What's more, Erdogan's surge may alienate Kurdish voters drawn to electoral politics in recent years by the rise of the liberal, pro-Kurdish HDP and its charismatic figurehead, Selahattin Demirtas, and push them back into the orbit of the PKK — and that means more fighting.

"Erdogan's game of divide and rule has ended any prospect of peace with the PKK and Turkey's Kurdish population," said Alaaldin. "The PKK will gain in strength and support, whilst hardline elements within the movement that prefer violent contestation instead of political engagement will become strengthened."

Still, the war is bad for business and alienates investors at a time when Turkey is muddling through a rough economic patch.

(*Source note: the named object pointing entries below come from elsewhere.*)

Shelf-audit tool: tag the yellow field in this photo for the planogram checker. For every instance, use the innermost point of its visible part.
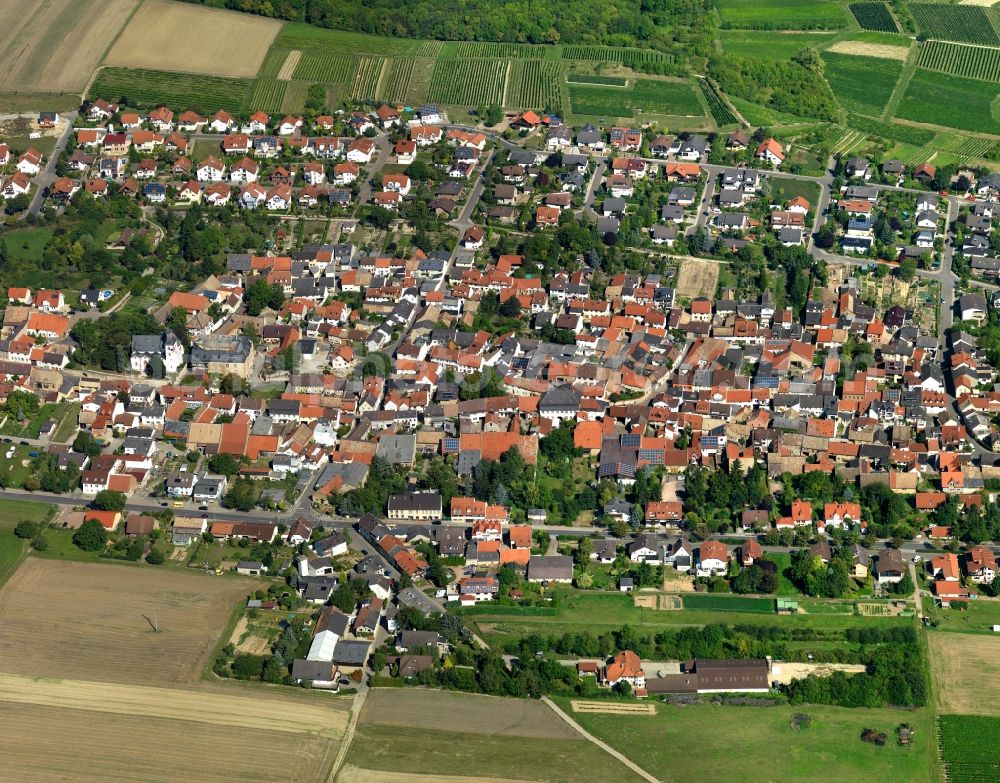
(55, 45)
(697, 277)
(171, 36)
(966, 672)
(464, 712)
(89, 621)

Some believe the AKP contributed to the start of the war in July largely as a result of the June elections, which saw the HDP winning seats in parliament for the first time by drawing votes from pious Kurds who had once supported Erdogan. "The dynamics that underpinned the rise of violence were caused by the elections," said Ulgen. "With the elections over, I would expect wisdom to prevail and for a revitalization of the peace talks."

In addition to presenting itself as the party of security and stability at a time of armed conflict inside and outside the country, the AKP turned its fortunes around from June's elections by lowering Erdogan's profile. It replaced controversial talk of transforming Turkey into a presidential system with strident rhetoric against terrorism.

With the elections over, Erdogan and his allies will move forward with plans to reshape Turkey from a parliamentary system, where parties have proportional representation, to a winner-takes-all presidential system like in the U.S. "The presidential system is part of our program," said Armagan, the AKP spokesman. "The AKP will propose this because we think it will be better for Turkey."

But after the divisive election campaign, the AKP will likely have a hard time mustering the two-thirds majority necessary to change the constitution. "They're not in a very strong position to push this ahead," Ulgen said.

Also unclear is whether the government will ease its harsh crackdown on media critical of the government. Over the last two years, dozens of journalists have been dragged into courts and jail cells accused of insulting the president, while authorities have seized television outlets critical of the government on dubious tax grounds. Ulgen said he expected the pressure on Erdogan's critics to continue.

"I think these election results show that the Turkish people have put more emphasis on stability than press freedoms or the rule of law," he said. "These elections can't be read as a signal that what we have witnessed in Turkey in the last couple years will not be sustained. The government has a wide margin of maneuver. They can use it for good as in settlement talks with Kurds. Or they can also use it to increase pressure on freedoms."